With this, the statisticians confirmed an initial estimate by the spanish central bank. Spain’s GDP had already contracted by 0.3 percent in each of the previous two quarters.
The worsening of the crisis is even more evident in a year-on-year comparison: economic output fell by 1.0 percent in the second quarter, compared with minus 0.4 percent in the first quarter.
Spain’s economy is being hit hard by the government’s drastic restructuring course – with savings and tax increases. Unemployment in spain is at its highest level in decades at almost 25 percent.
The international monetary fund (IMF) expects the eurozone’s fourth-largest economy to shrink by a total of 1.7 percent this year and not to return to growth until 2014.
According to the central bank, spain’s economy is suffering above all from a sharp drop in domestic demand: according to figures published last week, it contracted by 1.2 percent in the first quarter (previous quarter: minus 0.5 percent). It is only thanks to growing euphoric trade that this is not having a full impact on economic performance.

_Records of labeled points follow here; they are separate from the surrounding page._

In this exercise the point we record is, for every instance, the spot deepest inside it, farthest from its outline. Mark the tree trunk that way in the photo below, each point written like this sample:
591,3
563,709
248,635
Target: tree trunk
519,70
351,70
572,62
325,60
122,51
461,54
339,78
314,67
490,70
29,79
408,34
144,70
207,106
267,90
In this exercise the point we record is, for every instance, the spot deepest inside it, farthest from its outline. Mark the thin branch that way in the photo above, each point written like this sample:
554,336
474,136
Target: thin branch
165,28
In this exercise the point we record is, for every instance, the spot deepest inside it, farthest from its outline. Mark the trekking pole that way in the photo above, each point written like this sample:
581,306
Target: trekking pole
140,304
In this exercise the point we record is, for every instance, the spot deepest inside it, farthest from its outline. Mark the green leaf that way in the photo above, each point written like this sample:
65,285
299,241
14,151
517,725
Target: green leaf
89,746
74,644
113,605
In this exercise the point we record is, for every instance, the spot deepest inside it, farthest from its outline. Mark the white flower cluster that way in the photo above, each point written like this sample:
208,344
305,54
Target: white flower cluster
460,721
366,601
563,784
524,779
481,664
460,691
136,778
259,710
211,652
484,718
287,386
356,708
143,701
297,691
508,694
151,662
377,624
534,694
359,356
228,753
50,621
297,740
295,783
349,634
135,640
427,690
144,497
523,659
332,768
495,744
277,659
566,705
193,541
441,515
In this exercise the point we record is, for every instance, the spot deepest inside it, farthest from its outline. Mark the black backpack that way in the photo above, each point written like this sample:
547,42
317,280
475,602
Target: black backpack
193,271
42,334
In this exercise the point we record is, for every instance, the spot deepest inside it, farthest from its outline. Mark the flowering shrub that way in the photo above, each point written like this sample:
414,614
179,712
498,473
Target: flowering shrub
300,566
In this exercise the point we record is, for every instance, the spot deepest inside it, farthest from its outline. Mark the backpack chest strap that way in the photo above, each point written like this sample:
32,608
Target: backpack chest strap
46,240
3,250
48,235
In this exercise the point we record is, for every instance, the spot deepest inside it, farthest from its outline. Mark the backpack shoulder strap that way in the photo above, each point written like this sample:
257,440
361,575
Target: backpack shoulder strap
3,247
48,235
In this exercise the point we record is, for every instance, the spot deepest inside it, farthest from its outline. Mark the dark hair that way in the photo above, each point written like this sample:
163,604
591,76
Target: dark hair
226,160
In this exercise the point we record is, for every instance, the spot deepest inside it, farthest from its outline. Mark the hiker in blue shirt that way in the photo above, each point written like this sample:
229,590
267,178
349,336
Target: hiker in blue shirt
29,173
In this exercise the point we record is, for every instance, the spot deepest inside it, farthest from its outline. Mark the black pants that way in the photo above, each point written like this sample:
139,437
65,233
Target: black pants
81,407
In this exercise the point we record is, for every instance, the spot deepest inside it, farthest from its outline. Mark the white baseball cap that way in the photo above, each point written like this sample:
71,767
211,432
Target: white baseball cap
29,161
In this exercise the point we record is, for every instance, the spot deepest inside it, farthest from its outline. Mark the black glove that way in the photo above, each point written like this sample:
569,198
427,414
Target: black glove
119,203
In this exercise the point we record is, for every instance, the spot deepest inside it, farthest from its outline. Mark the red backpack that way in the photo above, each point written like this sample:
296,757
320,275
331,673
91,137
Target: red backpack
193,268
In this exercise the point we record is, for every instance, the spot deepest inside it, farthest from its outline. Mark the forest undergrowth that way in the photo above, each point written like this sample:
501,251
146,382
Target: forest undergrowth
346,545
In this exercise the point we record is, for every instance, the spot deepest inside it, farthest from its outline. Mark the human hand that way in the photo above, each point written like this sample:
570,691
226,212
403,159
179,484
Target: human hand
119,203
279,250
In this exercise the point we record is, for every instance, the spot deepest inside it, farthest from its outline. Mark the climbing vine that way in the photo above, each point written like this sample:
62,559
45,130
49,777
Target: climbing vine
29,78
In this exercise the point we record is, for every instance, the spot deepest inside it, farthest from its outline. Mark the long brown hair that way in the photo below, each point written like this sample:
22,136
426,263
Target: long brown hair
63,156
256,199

Spain is considered one of the euro zone’s biggest problem children. German finance minister wolfgang schauble, meanwhile, had given assurances over the weekend that the country would not need any new aid beyond the 100 billion euros promised so far to restructure the banks. "No, there is nothing to these speculations," schauble told "welt am sonntag" when asked if spain could submit a request to its partners to allow the EFSF bailout fund to buy government bonds.
The crisis in spain, which in addition to the banks also has the problem of highly indebted regions, is considered manageable by schauble. The current high interest rates are painful, "and they create a lot of anxiety, but the world won’t end if you have to pay a few percent more at some bond auctions". In the short term, the financial need is "not so rough".